2. The method of claim 1 wherein

 The basic backoff time is a backoff time used when a person-to-person communication (H2H) terminal re-initiates random access, or is a backoff time constant;

 When the basic backoff time is the backoff time used by the H2H terminal, the network sends the ME to the ME; when the basic backoff time is the backoff time constant, the pre-configured time is In the ME, or sent by the network side to the ME.

3. The method of claim 2, wherein

 The network side sends the backoff time constant and the adjustment factor to the ME through a system message or a paging message.

4. The method of claim 3, wherein the method further comprises:

 The network side configures a corresponding adjustment factor for different machine type communication (MTC) packets, a service priority or an access priority, and uses the system message or the paging message to prioritize the different packets and services. Or the adjustment factor corresponding to the access priority is sent to the corresponding ME.

5. The method of claim 4, wherein the method further comprises:

 The network side carries the identification information of the packet, the service priority, or the access priority in the system message or the paging message, to be sent to the corresponding ME.

6. The method of claim 3, wherein

The network side configures a corresponding adjustment factor for different MTC packets according to the service priority or the access priority, and adjusts the adjustment factor corresponding to the packet by using the system message or the paging message, Sent to the ME in the packet.

7. A random access method, comprising:

 The network side adjusts the reference backoff time by using the adjustment factor to obtain a dedicated backoff time, and sends the obtained dedicated backoff time to the machine type communication terminal (ME);

 When the ME re-initiates random access, the random access request is sent according to the dedicated backoff time.

8. The method of claim 7, wherein

 The network side adjusts the reference backoff time for different machine type communication (MTC) packets, service priority or access priority, and uses a corresponding adjustment factor, and obtains the system message or the paging message.

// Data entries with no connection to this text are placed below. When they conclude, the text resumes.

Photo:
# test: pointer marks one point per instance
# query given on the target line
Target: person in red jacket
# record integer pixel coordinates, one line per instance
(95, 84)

The dedicated backoff time is sent to the ME under the different packet, service priority or access priority.

A system for implementing random access, comprising: a base station and a machine type communication terminal (ME), the base station includes an information sending module, and the ME includes an access request module, where:

 The information sending module is configured to: send a reference backoff time and an adjustment factor to the access request module;

 The access request module is configured to: adjust, by using the adjustment factor, the reference backoff time received or pre-configured from the information sending module to obtain a dedicated backoff time, and when re-initiating random access, A random access request is sent according to the dedicated backoff time.

10. The system of claim 9, wherein

 The basic backoff time is a backoff time used when a person-to-person communication (H2H) terminal re-initiates random access, or is a backoff time constant;

 The information sending module is configured to: send the backoff time constant and the adjustment factor to the access request module by using a system message or a paging message.

A system for implementing random access, comprising: a base station and a machine type communication terminal (ME), the base station includes an information sending module, and the ME includes an access request module, where:

The information sending module is configured to: adjust the reference backoff time by using an adjustment factor, Dedicating a dedicated backoff time, and sending the obtained dedicated backoff time to the access request module; the access requesting module is configured to: when re-initiating random access, sending a random according to the dedicated backoff time Access request.